Il existe deux catégories de suites. D’une part, celles où le personnage principal du premier film vit de nouvelles aventures, cet exercice ayant été maintes fois pratiqué pour le meilleur (Indiana Jones, Marty McFly…), et pour le pire (Rocky, Rambo…). D’autre part, celles où c’est l’aventure du premier film qui est vécue par de nouveaux personnages. Malheureusement, cette pratique de recyclage d’une histoire donne des films extrêmement mauvais ("Les dents de la mer", "Anaconda"…). La raison en est que le spectateur ne dispose d’aucun référentiel. Il voit la même histoire vécue par de nouveaux personnages pour lesquelles il est impossible d’avoir la moindre empathie, leur ignorance de la situation les transformant en marionnettes sans profondeur.
"The lost world" appartient à cette seconde catégorie. Mais c’est là que Spielberg démontre ce qui, en dépit de tout, le rend infiniment respectable : il sait faire du cinéma. La raison d’être du film est de surfer sur le triomphe du premier, en inventant une excuse énorme et maladroite pour faire encore plus d’argent. Spielberg le sait. De toute façon, les "Jurassic Park" ont toujours été pour lui une manière de financer des films qui lui tenaient réellement à cœur : le premier pour "La liste de Schindler", le second pour "Il faut sauver le soldat Ryan". Mais, bien que conscient de l’insipidité de son film, Spielberg décide pourtant d’en tirer le meilleur. Il va s’amuser avec les millions de dollars mis à sa disposition, comme un enfant (encore et toujours...) à qui l’on offrirait le plus merveilleux des jouets.
Il prend le parti de faire un film beaucoup plus sombre que le premier (la quasi-totalité des scènes se passent de nuit) et de multiplier le suspense, la tension, les souffrances et le nombre de victimes. Ainsi, certaines scènes sont merveilleuses de par leur mise en scène : celle où Julianne Moore est suspendue à une vitre qui peut se briser à tout moment, par exemple, ou bien la scène suivante, où Eddie est dévorée par deux T-Rex simultanément et qui est, même 16 ans après, extrêmement difficile à revoir.
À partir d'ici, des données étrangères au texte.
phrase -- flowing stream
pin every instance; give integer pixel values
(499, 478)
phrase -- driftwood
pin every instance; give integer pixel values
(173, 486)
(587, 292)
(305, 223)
Par ailleurs, le scénariste (David Koepp) fait des choix judicieux dans le rôle qu’il donne à chacune des espèces de dinosaures. Si l’on résume, "Jurassic Park" premier du nom, c’est le Tyrannosaure d’abord, et les vélociraptors ensuite. Dans "The lost world", la participation des "Raptors" est réduite à une peau de chagrin. D’une part, ils interviennent extrêmement tard dans le film et, d’autre part, leur unique scène est mauvaise et bâclée. La raison de cette quasi-absence est que la star de "The lost world", c’est le Tyrannosaure. Au fond, on a tous appris l’existence du vélociraptor à la sortie de "Jurassic Park" et, en toute honnêteté, on s’en fiche un peu. C’est le Tyrannosaure qui nous intéresse. C’est lui le dinosaure de notre enfance, celui qui nous fait tellement peur, que l’on respecte et que l’on craint. Spielberg lui accorde toute son attention sur l’île tout d’abord, avec des scènes extrêmement bien faites (la mort d’Eddie, encore, la scène de la cascade…), puis lui offre plus tard le meilleur des terrains de jeu : la ville. Dans cet hommage évident à « King Kong », on en vient à avoir de la compassion pour le Tyrannosaure. En effet, aucun animal, même le plus grand prédateur de tous les temps, ne mérite d’être transporté dans un environnement qui n’est pas le sien pour que l’on fasse de lui un objet de convoitise et de commerce.
Les suites où l’aventure du premier film est vécue par de nouveaux personnages sont ratées car, en aucun cas, l’aventure ne peut servir de référentiel. Seul un personnage le peut. "The lost world" est l'exception qui confirme la règle.